In our study, we performed a predictive model for 30-day mortality in sepsis using ANN. Our predictive model can be beneficial for the early detection of patients with higher risk of poor prognosis. When those patients with higher risk of mortality are identified, physicians can do some intervention and timely managements in order to improve the clinical outcomes. Although the predictive model couldn’t help guide ICU management, it may be more relevant to target short-term outcomes including respiratory failure or vasopressor initiation within 48 h which could impact disposition decisions.

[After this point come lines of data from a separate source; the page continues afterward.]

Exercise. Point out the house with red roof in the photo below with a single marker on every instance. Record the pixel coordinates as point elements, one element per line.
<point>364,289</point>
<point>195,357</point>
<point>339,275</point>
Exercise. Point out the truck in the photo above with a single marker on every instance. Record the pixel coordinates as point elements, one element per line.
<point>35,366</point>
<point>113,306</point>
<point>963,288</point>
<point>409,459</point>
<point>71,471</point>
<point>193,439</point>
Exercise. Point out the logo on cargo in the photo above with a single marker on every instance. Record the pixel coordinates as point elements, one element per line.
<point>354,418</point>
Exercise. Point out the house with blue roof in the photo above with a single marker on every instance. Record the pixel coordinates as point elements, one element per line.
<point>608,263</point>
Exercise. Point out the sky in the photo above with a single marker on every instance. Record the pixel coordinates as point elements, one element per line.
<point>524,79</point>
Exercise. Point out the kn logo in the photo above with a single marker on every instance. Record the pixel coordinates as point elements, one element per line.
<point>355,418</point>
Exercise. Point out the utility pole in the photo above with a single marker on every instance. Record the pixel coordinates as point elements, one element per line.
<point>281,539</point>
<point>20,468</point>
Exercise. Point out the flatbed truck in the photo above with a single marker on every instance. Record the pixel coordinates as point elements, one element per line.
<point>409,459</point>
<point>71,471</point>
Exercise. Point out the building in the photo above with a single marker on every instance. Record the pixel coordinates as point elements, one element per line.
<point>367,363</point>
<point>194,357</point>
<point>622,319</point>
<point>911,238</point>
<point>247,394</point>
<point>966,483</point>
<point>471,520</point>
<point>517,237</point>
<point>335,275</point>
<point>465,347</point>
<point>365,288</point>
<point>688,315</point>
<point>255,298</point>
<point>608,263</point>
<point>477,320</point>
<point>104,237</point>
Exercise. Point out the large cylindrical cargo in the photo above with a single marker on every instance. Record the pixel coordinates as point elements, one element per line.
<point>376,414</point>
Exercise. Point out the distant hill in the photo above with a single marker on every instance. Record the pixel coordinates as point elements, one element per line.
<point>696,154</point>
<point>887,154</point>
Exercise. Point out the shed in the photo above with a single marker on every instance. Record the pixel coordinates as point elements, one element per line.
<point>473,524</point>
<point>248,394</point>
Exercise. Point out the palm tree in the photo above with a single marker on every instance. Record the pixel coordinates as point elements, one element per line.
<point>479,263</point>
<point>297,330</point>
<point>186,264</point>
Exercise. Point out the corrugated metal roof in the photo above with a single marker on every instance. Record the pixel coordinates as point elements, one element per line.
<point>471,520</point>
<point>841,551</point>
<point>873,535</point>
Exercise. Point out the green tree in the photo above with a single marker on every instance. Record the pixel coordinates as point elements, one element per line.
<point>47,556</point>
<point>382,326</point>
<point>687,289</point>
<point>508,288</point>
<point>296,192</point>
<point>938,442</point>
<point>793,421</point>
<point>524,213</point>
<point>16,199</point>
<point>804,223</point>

Some limitations should be stated in our study. First, the MIMIC-III public database included data before 2012, while the new definition of Sepsis-3.0 was published in 2016. Differences in the definition of sepsis in different phrases should be considered when applying our ANN model. Second, due to a high percentage of missing values in MIMIC-III, not all the variables which may affect the clinical outcomes in sepsis were included and analyzed. Some variables including the percentage of patients that received antibiotics, and the timing of such were not analyzed, which may confound the outcome of 30-day mortality. Third, the ANN model was applied to perform this study. Whether other prediction models of machine learning have better predictive performance than the ANN model should be further investigated. Fourth, our study constructed a predictive ANN model for 30-day mortality in sepsis. The primary outcome was 30-day mortality and patients with out-of-hospital mortality within 30 days might be missed. Fifth, we only investigated the 30-day mortality as the main outcome in the study. Other outcomes including complications and long-term prognosis were not investigated. In the future, further studies including more samples and longer follow-up should be conducted to help explore how to improve the clinical outcomes in sepsis.

Conclusion

In our study, an ANN model for predicting 30-day mortality in sepsis was performed. The predictive model can be beneficial for the early detection of patients with higher risk of poor prognosis.